Mais les fidèles quittaient un à un la chapelle, et il ne pouvait rester davantage. D'ailleurs, Mariette l'attendait.

Il abandonna sa place, passa devant la grille et il se dirigeait vers la porte de sortie, quand tout à coup il s'arrêta terrifié et près de tomber.

Au moment où il passait devant l'autel, un mouvement inattendu s'était effectué parmi les personnes qui passaient devant la grille, une main avait soulevé un coin de la draperie, et un cri de suprême angoisse et de défaillance s'était fait entendre.

Or, à tort ou à raison, dans la voix qui avait poussé ce cri,
Gaston avait cru reconnaître celle de mademoiselle de Beaufort.

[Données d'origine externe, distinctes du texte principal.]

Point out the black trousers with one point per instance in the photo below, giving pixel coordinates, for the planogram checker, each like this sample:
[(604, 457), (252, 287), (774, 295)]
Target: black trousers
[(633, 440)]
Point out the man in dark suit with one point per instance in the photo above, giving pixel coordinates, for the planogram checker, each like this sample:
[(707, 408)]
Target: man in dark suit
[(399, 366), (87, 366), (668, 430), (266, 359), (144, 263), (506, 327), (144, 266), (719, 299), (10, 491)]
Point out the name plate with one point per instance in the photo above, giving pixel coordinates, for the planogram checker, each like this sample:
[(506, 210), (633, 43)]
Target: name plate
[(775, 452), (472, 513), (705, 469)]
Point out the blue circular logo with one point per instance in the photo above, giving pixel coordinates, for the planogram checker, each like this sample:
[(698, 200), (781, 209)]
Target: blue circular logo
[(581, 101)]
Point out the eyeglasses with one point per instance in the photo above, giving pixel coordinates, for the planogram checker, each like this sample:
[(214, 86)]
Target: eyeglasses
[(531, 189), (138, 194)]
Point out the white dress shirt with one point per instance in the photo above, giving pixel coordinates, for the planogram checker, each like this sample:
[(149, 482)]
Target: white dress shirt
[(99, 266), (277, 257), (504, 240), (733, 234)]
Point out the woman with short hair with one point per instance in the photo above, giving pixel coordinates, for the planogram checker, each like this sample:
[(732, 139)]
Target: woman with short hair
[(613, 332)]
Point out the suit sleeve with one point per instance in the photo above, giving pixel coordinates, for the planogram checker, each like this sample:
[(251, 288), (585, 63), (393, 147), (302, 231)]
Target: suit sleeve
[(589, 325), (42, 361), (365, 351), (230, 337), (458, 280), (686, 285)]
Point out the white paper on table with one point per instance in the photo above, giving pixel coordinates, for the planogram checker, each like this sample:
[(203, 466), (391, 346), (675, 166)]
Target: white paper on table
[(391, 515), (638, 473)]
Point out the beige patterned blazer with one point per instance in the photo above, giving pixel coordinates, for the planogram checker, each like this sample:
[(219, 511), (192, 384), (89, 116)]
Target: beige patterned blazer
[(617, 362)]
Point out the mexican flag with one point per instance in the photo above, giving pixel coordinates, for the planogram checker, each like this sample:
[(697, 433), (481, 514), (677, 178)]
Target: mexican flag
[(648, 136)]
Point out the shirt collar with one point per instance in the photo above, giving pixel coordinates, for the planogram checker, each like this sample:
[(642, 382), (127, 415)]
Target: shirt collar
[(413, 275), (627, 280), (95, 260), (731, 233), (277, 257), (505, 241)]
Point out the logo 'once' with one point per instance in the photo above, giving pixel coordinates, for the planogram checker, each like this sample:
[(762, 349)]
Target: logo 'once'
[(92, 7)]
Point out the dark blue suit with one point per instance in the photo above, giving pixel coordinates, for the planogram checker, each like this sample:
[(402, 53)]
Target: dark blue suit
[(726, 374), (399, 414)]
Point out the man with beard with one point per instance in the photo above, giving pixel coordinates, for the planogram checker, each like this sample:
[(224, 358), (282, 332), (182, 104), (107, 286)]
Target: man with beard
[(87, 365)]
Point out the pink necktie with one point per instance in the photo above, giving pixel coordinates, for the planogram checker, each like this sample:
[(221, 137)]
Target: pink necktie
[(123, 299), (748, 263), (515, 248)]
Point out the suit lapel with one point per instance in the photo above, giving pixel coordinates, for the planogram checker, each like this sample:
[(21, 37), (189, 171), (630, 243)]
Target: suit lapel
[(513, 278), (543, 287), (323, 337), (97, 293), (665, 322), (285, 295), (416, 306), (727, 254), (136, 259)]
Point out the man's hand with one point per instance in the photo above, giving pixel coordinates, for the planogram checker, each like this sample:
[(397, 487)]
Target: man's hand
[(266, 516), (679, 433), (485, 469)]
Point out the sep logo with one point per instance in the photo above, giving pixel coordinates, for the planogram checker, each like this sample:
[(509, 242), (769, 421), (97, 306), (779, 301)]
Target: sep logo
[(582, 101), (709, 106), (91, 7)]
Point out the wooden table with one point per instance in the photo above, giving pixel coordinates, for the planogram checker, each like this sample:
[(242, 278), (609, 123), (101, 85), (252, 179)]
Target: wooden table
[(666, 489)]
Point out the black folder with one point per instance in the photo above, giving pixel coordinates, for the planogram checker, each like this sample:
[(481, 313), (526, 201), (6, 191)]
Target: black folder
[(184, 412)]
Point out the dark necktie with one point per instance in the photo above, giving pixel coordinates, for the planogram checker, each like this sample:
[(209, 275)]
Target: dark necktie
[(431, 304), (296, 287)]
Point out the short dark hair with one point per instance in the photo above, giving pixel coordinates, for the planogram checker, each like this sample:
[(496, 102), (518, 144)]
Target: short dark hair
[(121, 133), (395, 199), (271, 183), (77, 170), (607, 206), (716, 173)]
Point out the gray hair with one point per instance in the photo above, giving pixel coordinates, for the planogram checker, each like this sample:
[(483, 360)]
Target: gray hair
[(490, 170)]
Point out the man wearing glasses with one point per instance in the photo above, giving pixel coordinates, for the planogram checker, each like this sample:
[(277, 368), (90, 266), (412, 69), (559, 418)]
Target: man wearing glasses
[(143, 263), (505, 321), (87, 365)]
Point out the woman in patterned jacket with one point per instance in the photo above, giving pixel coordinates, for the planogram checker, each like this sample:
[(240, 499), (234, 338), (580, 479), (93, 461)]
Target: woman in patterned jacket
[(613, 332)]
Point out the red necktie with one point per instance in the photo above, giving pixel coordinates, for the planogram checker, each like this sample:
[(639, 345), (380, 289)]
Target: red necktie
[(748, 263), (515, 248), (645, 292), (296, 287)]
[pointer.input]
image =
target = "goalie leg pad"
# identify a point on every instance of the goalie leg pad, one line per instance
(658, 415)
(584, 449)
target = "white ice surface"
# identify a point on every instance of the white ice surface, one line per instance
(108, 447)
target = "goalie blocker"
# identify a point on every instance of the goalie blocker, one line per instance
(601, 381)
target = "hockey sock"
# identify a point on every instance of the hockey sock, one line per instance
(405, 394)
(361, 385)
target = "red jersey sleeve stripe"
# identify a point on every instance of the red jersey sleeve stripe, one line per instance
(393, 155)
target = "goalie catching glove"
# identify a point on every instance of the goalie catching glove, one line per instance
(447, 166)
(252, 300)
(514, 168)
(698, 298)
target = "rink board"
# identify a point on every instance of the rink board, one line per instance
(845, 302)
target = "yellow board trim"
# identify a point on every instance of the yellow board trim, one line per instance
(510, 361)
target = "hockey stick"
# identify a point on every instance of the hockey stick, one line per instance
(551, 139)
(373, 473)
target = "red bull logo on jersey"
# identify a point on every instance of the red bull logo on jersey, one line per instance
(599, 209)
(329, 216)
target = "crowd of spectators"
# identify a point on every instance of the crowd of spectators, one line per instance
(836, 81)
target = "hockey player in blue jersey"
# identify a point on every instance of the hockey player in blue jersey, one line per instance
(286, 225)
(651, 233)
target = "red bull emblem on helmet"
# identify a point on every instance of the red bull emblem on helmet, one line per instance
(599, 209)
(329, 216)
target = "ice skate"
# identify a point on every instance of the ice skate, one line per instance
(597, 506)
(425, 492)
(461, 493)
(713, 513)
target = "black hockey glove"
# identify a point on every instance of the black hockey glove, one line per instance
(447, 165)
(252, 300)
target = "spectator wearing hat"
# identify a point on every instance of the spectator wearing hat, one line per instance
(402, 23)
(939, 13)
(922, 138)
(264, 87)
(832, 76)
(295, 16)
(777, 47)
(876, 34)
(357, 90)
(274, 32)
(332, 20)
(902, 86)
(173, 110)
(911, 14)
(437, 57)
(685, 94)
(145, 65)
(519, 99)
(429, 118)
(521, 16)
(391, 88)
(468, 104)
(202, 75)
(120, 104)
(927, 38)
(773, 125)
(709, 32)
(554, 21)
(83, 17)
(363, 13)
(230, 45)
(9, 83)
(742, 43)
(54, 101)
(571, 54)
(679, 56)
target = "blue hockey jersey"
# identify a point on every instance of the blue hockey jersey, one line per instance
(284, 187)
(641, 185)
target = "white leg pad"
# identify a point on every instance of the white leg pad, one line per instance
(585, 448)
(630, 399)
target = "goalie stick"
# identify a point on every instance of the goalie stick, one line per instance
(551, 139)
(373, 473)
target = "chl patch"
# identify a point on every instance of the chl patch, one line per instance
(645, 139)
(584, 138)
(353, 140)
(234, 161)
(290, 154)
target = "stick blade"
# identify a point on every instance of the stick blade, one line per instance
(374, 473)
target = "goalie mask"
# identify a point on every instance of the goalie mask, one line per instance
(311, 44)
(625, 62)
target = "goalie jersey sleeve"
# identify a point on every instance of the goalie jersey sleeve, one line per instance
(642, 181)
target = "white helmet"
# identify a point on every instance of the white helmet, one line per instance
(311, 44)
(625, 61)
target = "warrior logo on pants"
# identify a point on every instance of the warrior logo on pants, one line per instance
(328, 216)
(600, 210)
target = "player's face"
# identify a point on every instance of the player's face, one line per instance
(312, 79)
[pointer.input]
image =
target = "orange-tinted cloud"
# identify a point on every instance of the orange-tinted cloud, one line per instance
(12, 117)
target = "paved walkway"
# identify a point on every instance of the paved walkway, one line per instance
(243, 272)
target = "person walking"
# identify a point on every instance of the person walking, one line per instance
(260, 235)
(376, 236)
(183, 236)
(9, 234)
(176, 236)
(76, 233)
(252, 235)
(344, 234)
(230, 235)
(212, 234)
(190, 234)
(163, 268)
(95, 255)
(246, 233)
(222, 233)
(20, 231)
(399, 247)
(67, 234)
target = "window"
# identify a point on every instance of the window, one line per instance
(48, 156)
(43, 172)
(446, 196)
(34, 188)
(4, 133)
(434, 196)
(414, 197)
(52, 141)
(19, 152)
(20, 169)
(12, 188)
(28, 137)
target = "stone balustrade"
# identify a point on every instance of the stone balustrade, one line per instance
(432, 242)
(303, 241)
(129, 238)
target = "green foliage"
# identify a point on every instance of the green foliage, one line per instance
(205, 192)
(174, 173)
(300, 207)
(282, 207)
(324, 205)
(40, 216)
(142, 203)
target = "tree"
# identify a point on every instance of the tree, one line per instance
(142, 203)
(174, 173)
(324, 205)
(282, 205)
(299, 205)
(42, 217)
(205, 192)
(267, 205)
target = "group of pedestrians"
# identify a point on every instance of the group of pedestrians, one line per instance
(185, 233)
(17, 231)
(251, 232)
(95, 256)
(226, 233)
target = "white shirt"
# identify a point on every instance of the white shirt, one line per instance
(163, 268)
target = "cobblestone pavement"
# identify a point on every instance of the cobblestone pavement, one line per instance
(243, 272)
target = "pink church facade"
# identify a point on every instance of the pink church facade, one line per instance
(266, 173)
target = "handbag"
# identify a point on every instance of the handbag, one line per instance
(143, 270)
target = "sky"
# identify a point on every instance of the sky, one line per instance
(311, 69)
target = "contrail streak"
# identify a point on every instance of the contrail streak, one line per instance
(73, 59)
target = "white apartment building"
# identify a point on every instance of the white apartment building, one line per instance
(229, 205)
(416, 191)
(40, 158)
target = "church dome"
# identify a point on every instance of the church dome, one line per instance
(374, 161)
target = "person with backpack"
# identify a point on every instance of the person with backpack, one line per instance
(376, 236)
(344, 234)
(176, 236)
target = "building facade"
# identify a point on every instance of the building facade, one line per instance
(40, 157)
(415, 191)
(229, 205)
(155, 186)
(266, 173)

Ne se trompait-il pas? Était-ce possible? À tout prix il voulait savoir, et, poussé par un sentiment plus fort que sa volonté même, il fit quelques pas pour se rapprocher.

Mais il n'alla pas loin.

Une rumeur discordante s'entendait maintenant derrière la grille. C'était un brouhaha indescriptible à travers lequel on distinguait des exclamations effarées; la draperie s'agitait par moments, comme par saccades, et des regards violemment allumés s'attachaient au jeune commandant, qu'ils semblaient tenter d'exorciser.

Il en fut presque interdit.

Il avait vu cependant bien d'autres tempêtes, sans en avoir été troublé; mais ici, dans un pareil lieu, après la sensation si vive qu'il venait d'éprouver, il n'eut pas la force de réagir contre sa propre émotion.